The model is designed to help therapists and counselors focus on helping people accomplish self-determined goals. When treatment teams use the model properly, it can transform lives, says Ally Mabry, a social worker and director of evidence-based practices at the KU center.

“We’re going to help you get a handle on your illness and we’re also going to focus on what you want to do with your life,” Mabry says. “Do you want to work? Do you want to go back to school? Whatever it is, we’re going to be highly goal-focused with you. We’re going to look at what you have, not what you don’t have. And we’re going to build on success with you.”

Data compiled by the center to document results show that community mental health centers using the strengths model correctly are achieving better outcomes. Fewer of their patients require hospitalization and more of them live independently, pursue post-secondary education and maintain jobs.

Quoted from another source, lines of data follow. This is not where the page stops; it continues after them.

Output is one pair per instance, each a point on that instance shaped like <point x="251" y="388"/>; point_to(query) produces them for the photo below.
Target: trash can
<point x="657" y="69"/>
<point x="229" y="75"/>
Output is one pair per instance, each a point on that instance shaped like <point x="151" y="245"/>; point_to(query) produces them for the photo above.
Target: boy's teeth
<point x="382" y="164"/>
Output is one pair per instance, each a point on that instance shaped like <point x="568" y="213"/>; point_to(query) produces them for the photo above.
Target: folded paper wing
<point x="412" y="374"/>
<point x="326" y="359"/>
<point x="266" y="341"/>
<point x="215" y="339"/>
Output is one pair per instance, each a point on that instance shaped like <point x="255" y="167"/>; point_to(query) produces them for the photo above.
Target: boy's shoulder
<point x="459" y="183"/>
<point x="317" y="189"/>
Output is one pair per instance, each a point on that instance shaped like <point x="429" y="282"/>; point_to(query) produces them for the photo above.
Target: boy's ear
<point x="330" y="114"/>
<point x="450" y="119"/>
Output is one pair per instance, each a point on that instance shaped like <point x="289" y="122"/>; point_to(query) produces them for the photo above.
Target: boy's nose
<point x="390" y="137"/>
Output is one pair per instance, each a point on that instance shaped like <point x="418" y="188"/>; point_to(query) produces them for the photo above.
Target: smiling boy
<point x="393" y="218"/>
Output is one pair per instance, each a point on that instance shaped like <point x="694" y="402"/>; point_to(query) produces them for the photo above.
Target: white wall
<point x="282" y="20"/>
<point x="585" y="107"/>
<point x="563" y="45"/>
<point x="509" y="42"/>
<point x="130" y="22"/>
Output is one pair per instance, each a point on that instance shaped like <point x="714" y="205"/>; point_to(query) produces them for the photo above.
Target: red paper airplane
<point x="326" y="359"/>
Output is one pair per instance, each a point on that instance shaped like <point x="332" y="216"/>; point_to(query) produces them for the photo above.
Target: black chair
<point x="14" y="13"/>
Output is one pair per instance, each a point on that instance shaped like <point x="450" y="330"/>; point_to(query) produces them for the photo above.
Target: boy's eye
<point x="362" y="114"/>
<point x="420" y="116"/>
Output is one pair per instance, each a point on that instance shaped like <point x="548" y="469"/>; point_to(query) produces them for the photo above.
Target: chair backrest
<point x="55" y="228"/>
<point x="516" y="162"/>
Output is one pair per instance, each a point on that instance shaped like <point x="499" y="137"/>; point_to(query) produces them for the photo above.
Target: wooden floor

In the nine years she has been at the KU center, Mabry says she has worked with front-line providers at many of the state’s 26 community mental health centers. A lot of that work has been aimed at refining the model and ensuring that treatment teams at the CMHCs are using it correctly by grading them with a tougher new “fidelity scale,” Mabry says.

“This scale does not allow a center to just do this practice at a minimal or moderate level,” she says. “To meet fidelity, you really have to perform at an extremely high level. We’re seeing so much change, it’s really an exciting time.”

Or, at least it was. The prospect of seeing three decades of work with community mental health centers come to an end is “heartbreaking,” Mabry says.

The thought left both Mabry and Goscha fighting back tears.

“You can’t even imagine what this feels like,” says Goscha, who managed a treatment program for homeless people in Wichita before joining the KU center in 1999.

“All of my focus has been on improving the lives of people with serious mental illness in Kansas,” he says. “So, the thought that the state would make a decision that basically says that is no longer valued is absolutely crushing.”

It is valued, said KDADS Secretary Tim Keck in a letter sent last week to CMHC directors.

“It has never been the agency’s intention to discontinue using EBP (evidence-based practices)” Keck wrote. “Our program staff is working to identify the essential tasks that are required to be carried out to provide the most effective services to mental health consumers as a part of Medicaid and the most effective way to accomplish those tasks in the future. KDADS looks forward to continuing to work with our CMHC partners on this important part of our work.”